Worldly things in general are unreliable. Why? Because they are impermanent.  Many of them have the characteristic of gross impermanence in the sense that they will completely split up so that they’re no longer recognizable as the phenomena they were before. The house will fall apart and you won’t recognize it as a house, or something like that. A person will die: that’s the gross impermanence.

But everything is subject also to subtle impermanence: in every single instant it’s arising and disintegrating, arising and disintegrating, without any moment of actual abiding in stability. It’s just constant arising and disintegrating. This is the nature of all phenomena and quite in accord with science.

It’s saying all the phenomena around us arising and ceasing in each split second, and particularly relationships between friends and foes, are very uncertain. They’re changing in each split second, but also sometimes in bigger chunks of time—over an hour, over a day, over a year—we can watch how our relationships with people change. It’s amazing, isn’t it?

Who were you close to ten years ago? Who were you close to? The end of 1999, that’s where we are: who were you close to then? Are you close to some of those same people now? Have those people changed? If you’re close to some of the same people, have they changed?
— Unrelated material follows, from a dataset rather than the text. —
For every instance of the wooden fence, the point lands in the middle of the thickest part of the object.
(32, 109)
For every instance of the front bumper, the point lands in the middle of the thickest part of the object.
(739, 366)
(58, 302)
Is the relationship the same as it was before?

 Some people who were foes before have become friends; some people who were friends have become foes. Things are changing all the time. It’s not very stable, not very certain. Because of that, why buy into all of our proliferating thoughts about “so-and-so is like this and so-and-so is like that?” It doesn’t make any sense, considering how in flux all these things are.

Nagarjuna says in The Friendly Letter,

Your father becomes your son, your mother, your wife and your enemies become friends. The opposite also takes place. Therefore, in cyclic existence, there is no certainty at all.

The people that we relate to in a certain way in this lifetime, we had totally different conventional relationships with in a previous lifetime. In a future lifetime we might also have very different conventional relationships. People who were our parents last time, this time are our children. People who were friends before are foes now. People who employed us before, now we employ them. All these things are constantly changing. For that reason, it doesn’t make sense to latch on to certain people and say, “But these people are more this, that or the other thing than anybody else.”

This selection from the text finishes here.